The ban went into effect two years earlier than expected. This came after years of collaborative work between Cruelty Free International and Representative Jeong Lim Moon, who in turn coordinated with the Ministry of Food and Drug Safety.

However, the ban left loopholes that allowed animal experimentation to continue. This was revealed in 2019, following a report from the Department of Agriculture, Food and Rural Affairs. The report stated that 2106 animals suffered In “Toxicity and Other Safety Evaluations.” The tests were conducted under the “Cosmetics Act” in 2018, after the ban was in effect.

The report also revealed that 24,353 animals were used as test subjects under “laws relating to industrial chemicals.”

Gorodnikov Productions OU Despite the widespread rejection of animal testing, experiments are still common all over the world

South Korean consumers want greater protection for animals. In 2020, Eurogroup for Animals reported that a Realmeter survey, commissioned by HSI, found that more than 83 percent of people They want the government to fund alternatives to animal testing.

Furthermore, 81 percent wanted to see that taxes are spent on finding animal-free testing methods.

In February this year, a ban on the distribution and sale of animal-tested cosmetics (including ingredients) came into effect as a review of Cosmetic law in South Korea. Again, loopholes allow animal experimentation when the alternative is too difficult.

A global movement away from animal testing

South Korea is not alone in canceling animal testing in recent months. The US Department of Transportation (DOT) recently confirmed that it is also taking meaningful steps.

Previously, chemicals had to be tested on shaved rabbits to provide insight into their potential to cause chemical burns.

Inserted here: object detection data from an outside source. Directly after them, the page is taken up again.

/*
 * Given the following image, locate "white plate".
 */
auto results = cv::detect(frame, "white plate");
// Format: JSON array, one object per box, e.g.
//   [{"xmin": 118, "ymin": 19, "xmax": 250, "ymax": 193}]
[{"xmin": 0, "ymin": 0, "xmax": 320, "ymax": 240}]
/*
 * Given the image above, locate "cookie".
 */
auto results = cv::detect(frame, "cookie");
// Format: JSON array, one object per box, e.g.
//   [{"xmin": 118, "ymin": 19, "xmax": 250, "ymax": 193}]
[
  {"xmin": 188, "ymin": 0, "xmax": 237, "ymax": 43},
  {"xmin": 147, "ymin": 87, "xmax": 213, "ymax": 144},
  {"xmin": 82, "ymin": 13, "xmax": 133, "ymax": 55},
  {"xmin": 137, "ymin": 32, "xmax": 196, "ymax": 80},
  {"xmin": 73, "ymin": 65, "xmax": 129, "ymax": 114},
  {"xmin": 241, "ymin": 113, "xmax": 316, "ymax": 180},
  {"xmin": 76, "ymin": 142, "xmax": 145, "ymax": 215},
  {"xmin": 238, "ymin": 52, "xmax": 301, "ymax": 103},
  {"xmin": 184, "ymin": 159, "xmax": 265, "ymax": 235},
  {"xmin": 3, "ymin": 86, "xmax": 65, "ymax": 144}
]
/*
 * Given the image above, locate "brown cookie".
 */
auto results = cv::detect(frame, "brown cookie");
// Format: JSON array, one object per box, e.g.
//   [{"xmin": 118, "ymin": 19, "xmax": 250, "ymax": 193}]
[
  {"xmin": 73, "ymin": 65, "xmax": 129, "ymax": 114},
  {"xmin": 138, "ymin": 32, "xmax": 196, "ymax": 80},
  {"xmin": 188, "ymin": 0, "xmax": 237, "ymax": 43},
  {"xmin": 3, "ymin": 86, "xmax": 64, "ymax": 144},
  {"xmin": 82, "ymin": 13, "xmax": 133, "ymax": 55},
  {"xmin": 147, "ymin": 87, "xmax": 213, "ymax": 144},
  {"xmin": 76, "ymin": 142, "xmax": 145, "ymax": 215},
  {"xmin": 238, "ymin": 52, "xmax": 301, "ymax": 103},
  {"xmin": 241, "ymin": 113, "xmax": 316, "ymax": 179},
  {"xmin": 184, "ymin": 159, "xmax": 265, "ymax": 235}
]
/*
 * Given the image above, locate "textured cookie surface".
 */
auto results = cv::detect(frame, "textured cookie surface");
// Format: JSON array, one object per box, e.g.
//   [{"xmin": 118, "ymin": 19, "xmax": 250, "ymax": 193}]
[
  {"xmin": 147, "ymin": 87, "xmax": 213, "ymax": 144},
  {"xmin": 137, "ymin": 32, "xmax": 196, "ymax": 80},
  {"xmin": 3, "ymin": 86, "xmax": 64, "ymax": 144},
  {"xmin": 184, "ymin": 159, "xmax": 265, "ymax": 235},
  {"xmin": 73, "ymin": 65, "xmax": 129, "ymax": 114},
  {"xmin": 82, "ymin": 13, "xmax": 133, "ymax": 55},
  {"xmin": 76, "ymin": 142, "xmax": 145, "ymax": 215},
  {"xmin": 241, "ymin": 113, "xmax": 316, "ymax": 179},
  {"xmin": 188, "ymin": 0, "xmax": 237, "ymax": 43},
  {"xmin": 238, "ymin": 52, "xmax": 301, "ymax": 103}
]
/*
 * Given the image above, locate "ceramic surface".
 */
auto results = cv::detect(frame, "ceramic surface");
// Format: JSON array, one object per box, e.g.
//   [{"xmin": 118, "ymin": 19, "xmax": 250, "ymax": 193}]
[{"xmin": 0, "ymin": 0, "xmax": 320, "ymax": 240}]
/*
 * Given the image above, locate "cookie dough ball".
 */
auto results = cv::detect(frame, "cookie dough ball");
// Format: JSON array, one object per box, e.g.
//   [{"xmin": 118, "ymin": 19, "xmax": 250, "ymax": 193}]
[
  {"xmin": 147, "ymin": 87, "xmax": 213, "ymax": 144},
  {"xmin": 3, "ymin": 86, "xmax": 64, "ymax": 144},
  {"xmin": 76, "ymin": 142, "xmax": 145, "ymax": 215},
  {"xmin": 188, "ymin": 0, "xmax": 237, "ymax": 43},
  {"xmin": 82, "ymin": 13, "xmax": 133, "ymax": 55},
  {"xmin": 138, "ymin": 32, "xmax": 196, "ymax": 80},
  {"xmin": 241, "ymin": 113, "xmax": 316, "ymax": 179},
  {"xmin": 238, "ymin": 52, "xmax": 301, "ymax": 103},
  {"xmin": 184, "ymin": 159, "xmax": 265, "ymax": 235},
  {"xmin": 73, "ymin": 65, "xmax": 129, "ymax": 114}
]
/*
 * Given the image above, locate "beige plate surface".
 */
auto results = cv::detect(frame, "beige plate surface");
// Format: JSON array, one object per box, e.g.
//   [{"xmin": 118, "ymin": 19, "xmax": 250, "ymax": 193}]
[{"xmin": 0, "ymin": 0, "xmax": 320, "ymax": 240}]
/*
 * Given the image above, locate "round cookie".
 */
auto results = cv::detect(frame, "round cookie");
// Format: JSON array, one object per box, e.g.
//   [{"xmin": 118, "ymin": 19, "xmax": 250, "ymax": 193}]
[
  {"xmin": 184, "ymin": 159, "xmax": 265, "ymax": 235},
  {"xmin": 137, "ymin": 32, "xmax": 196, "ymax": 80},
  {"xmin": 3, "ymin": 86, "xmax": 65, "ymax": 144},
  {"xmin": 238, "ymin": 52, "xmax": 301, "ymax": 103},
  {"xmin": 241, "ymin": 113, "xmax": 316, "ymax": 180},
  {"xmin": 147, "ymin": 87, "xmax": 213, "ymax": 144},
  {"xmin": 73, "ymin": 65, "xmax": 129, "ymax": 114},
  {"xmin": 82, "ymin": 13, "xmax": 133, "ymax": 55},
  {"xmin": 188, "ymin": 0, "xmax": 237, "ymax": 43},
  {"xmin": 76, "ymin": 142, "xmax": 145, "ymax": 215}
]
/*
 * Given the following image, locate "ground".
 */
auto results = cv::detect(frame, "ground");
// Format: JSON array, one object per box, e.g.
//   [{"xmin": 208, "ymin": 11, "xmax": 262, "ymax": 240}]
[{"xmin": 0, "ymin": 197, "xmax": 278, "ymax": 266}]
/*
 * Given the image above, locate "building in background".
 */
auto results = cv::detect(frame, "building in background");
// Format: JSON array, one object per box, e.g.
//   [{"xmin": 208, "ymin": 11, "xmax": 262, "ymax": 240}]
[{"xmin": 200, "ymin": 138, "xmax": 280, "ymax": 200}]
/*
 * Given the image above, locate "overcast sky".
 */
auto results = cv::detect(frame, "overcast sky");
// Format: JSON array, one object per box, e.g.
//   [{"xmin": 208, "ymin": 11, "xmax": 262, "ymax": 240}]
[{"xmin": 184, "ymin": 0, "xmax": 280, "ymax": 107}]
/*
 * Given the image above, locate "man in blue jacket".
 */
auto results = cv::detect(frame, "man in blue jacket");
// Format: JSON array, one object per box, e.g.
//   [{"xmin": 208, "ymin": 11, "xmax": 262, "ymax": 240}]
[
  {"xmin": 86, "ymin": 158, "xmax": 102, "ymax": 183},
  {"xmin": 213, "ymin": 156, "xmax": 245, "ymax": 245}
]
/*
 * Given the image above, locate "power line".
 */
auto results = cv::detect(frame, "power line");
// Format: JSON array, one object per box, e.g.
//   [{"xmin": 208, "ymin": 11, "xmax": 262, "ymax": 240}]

However, the Department of Transportation now acknowledges that animals do not need to be part of this particular process. (A blanket ban on animal testing has not been implemented.)

Meanwhile, more than 1.4 million EU citizens have signed up to the European Citizens Initiative (ECI) to call for a complete ban on animal testing in the cosmetic industry. Several animal rights organizations, including Cruelty-Free Europe and Eurogroup for Animals, launched the ECI after vulnerabilities allegedly allowed testing to continue, despite the ban.

A global coalition is seeking to remove ATT from the development of vaccines and biological products. Modern workshop to consider continuous progress, with Meeting notes are posted on direct sciencerevealed that 28 countries, including South Korea, are actively participating.